I present a very simple algorithm (visual sieve) for testing if a number is prime. The algorithm was first developed visually in a cellular automation manner. A data map is created from a simple recursive function or an equivalent criterion, from this map it is easy to find if a number is prime from the structure of it’s divisors. By checking from the dense end of the factor list the runtime is minimised. All primes up to \(14983\) were generated in a few seconds on a laptop.

Introduction

The cellular automation like data map was first discovered when analysing a program investigating bound states in a rectangular 2D box. States for a box of dimension \((x,y)\) which were not bound were highlighted on an \((x,y)\) pixel map and a rich structure akin to a diffraction pattern is witnessed. Visual analysis found a subpattern which gave information about the primes when interpreted in the correct method.

The generator for the prime data map is a simple function. For some \(n,m \in \mathbb{Z}\), let \[x_0 = (2n-1) \\ y_0 = 1 \\ dx = (2n-1) \\ dy = 1 \\ x_m \to x_{m-1} +dx \\ y_m \to y_{m-1} +dy.\] If this is made for all \(n\) (limited by the maximum number you wish to check) and the \((x_m,y_m)\) are plotted as a filled pixel (value of 1) the map is created as seen in Figure 1.

This pattern has an interesting interpretation:

- The strong line at the bottom represents all positive integers \(m\) sitting in the coordinates \((m,m)\). - The next line up represents numbers that are divisible by \(2\).
- The next line those divisible by \(3\), and so on...
- The divisors of the integer \(m\) are given by travelling diagonally upwards (North East), if a pixel from one of the upper lines is met, then \(m\) is divisible by that lines number.
- Hence, if there is no filled position between the coordinate \((m,m)\) and \((2m-1,1)\) then that number \(m\) is prime!
Below, primes are pixels in red on the bottom line, the grey lines are paths meeting no divisors above that number.

Another Generation Method

Another method to generate this pattern is to take the process in equation 1 and to generate a criterion for wheter a point in the map is filled or not.

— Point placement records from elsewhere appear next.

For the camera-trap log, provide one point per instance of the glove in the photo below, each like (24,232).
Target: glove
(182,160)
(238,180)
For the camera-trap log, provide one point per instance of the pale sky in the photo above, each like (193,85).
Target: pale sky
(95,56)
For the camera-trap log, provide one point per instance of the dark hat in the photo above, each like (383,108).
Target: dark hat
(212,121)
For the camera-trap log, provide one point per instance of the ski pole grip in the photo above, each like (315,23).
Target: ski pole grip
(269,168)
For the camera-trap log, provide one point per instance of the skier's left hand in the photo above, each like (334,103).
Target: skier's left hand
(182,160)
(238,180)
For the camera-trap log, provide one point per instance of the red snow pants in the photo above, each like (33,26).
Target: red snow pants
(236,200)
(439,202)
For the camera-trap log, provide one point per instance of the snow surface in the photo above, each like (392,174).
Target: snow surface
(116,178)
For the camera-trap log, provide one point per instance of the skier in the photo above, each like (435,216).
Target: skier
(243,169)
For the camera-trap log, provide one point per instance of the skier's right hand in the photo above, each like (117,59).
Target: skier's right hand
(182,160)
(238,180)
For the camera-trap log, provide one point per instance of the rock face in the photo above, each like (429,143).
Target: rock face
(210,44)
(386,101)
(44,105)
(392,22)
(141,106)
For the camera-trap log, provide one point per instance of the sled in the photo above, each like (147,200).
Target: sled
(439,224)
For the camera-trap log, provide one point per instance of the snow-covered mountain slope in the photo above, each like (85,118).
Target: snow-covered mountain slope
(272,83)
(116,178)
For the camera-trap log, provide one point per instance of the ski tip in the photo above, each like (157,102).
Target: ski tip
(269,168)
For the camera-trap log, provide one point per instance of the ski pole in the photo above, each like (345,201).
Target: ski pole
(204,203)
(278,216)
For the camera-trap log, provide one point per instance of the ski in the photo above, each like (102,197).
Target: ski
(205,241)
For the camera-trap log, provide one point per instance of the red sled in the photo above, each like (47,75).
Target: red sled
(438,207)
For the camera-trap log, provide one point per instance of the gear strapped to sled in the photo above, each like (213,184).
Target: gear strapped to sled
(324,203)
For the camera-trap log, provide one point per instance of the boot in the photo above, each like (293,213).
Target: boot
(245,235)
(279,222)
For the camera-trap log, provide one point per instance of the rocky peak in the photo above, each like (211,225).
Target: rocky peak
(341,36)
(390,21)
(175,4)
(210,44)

By inspection, the integer \(m\) associated with a grey line starting from pixel \((p_x,1)\) is \((p_x +1)/2\), so the grey line originating from the 3^rd pixel along, that is, \((p_x=3)\), relates to the primality of \(2\) etc.

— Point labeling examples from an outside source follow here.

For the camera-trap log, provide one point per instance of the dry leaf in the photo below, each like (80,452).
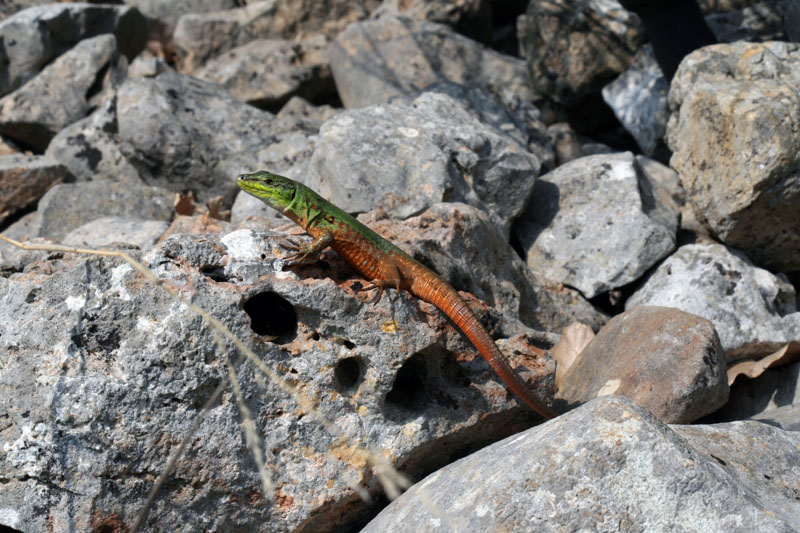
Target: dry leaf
(788,354)
(574,339)
(184,204)
(215,210)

The yellow lines representing the divisors \(n\) are created using the transformation \((2n-1,1)\), and starts from the \(n^{th}\) pixel along at the top left.

The data map is therefore the sum of the discreet points\[M=\sum_{i=0}^{\infty}\sum_{n=1}^{m/2} ( (2n-1)(i+1), i+1) =1\]

If one were to sum across the diagonals (grey lines), any number that only crosses the start (divisor of 1) line and the finish (divisor of itself) is prime.

Another way of expressing this is that for the data matrix \(M\), \(i \in \mathbb{Z}^0\), and \(n \in \mathbb{Z}^+\) \[if \; ∃ \; i,n : ( \; \alpha = (2n-1)(i+1)\;, \;\; \beta = i+1 \;) \\ M_{\alpha \beta} = 1\] otherwise, \[M_{ \alpha \beta} =0\]

For a given number \(m\), elements required to check its primality are \[m=1; \; M_{1 1} \\ m=2; \; M_{2 2} +M_{1 3} \\ m=3; \; M_{3 3} +M_{2 4} +M_{1 5} \\ m=N; \; M_{N N} +M_{N-1 N+1} +M_{N-2 N+2} + ... + M_{1 2N-1}\]

So we create a measure \(P(N)\) to collect these arguments for any \(N\) \[P(N) = \sum_{i=0}^{N-1} M_{N-i N+i}\]

We then have the knowledge that \[\forall \; N \in \mathbb{P}: P(N)=2, \\ \forall \; N \notin \mathbb{P}: P(N) \ne 2\]

This measure \(P(N)\) is the number of divisors of the number \(N\).